In einem blutigen Familienstreit wurde am vergangenen Mittwoch Freitag in einer Wohnung an der Friedrichstraße in Hamm ein 23jähriger Mann durch Messerstiche schwer verletzt (wir berichteten). Der dringende Tatverdacht gegen den 49jährigen Vater ließ sich jedoch nicht aufrecht erhalten,  teilten Polizei und Staatsanwaltschaft heute mit.
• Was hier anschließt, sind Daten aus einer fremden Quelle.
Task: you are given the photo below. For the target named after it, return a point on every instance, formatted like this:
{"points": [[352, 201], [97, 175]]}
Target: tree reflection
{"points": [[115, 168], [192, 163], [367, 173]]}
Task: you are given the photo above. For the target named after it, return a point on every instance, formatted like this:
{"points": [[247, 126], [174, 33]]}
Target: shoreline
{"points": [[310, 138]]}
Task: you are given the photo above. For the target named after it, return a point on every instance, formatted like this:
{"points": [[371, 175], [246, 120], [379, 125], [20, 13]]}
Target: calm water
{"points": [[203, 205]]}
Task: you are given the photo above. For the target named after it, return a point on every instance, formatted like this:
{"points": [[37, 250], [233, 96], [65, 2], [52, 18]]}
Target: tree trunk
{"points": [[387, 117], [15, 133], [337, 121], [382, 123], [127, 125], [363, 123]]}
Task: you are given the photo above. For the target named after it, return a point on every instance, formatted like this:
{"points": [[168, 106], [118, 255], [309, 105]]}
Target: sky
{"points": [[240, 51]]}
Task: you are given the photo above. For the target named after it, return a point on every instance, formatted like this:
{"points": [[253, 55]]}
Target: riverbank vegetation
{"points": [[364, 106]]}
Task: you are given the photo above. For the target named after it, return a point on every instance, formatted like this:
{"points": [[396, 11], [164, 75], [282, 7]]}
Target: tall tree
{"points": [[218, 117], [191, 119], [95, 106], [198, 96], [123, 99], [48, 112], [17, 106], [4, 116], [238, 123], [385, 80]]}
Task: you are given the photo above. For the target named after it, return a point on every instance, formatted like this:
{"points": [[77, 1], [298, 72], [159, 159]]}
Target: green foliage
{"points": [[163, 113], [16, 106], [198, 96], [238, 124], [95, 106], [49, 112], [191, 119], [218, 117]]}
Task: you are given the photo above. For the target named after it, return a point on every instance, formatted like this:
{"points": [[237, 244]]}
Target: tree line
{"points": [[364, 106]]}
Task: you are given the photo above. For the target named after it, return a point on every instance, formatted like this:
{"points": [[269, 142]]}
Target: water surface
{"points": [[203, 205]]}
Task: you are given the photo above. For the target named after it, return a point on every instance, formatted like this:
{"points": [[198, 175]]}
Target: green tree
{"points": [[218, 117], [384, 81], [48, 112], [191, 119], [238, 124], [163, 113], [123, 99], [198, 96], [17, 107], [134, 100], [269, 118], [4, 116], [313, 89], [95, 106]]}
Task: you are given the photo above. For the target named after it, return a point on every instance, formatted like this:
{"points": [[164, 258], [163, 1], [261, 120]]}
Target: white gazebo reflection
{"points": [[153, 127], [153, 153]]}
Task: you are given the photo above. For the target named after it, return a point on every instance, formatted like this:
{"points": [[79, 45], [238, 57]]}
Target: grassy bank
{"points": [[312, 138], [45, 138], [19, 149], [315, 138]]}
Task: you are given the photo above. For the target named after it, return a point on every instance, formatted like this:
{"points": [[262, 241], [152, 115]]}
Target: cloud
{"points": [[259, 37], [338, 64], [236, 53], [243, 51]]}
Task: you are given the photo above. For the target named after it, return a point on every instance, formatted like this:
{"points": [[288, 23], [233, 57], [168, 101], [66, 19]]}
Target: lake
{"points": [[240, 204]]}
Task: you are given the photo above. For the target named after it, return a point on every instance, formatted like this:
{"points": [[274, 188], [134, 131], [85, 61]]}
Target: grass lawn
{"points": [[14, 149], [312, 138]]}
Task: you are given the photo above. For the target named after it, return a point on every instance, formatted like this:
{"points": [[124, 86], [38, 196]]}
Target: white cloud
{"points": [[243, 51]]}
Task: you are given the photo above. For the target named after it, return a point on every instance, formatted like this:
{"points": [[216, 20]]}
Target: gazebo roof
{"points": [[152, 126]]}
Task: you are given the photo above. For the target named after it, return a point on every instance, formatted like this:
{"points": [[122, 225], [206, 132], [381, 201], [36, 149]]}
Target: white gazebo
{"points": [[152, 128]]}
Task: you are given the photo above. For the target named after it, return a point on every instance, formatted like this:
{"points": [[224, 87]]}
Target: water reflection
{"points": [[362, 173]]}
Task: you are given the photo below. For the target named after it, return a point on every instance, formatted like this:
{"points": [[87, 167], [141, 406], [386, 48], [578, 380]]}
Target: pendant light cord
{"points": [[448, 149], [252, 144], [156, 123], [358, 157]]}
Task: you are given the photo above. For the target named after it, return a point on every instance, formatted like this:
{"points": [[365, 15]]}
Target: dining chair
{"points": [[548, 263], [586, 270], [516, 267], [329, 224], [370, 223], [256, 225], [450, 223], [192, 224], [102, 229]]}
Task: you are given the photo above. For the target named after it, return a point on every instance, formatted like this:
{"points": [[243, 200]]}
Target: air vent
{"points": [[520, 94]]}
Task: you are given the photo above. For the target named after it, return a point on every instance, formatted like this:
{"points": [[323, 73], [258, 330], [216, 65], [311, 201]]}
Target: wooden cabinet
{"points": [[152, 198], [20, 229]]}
Statt dessen hat sich nun ein anderes Mitglied der irakischen Familie zu der Bluttat bekannt.

„Die Ermittlungen zum tatsächlichen Tatablauf dauern an“, berichtet die Staatsanwaltschaft.  Der 49jährige Vater war wegen dringenden Verdachts des versuchten Totschlags zunächst festgenommen worden, Haftbefehl wurde erlassen. Dieser soll nun aufgehoben werden.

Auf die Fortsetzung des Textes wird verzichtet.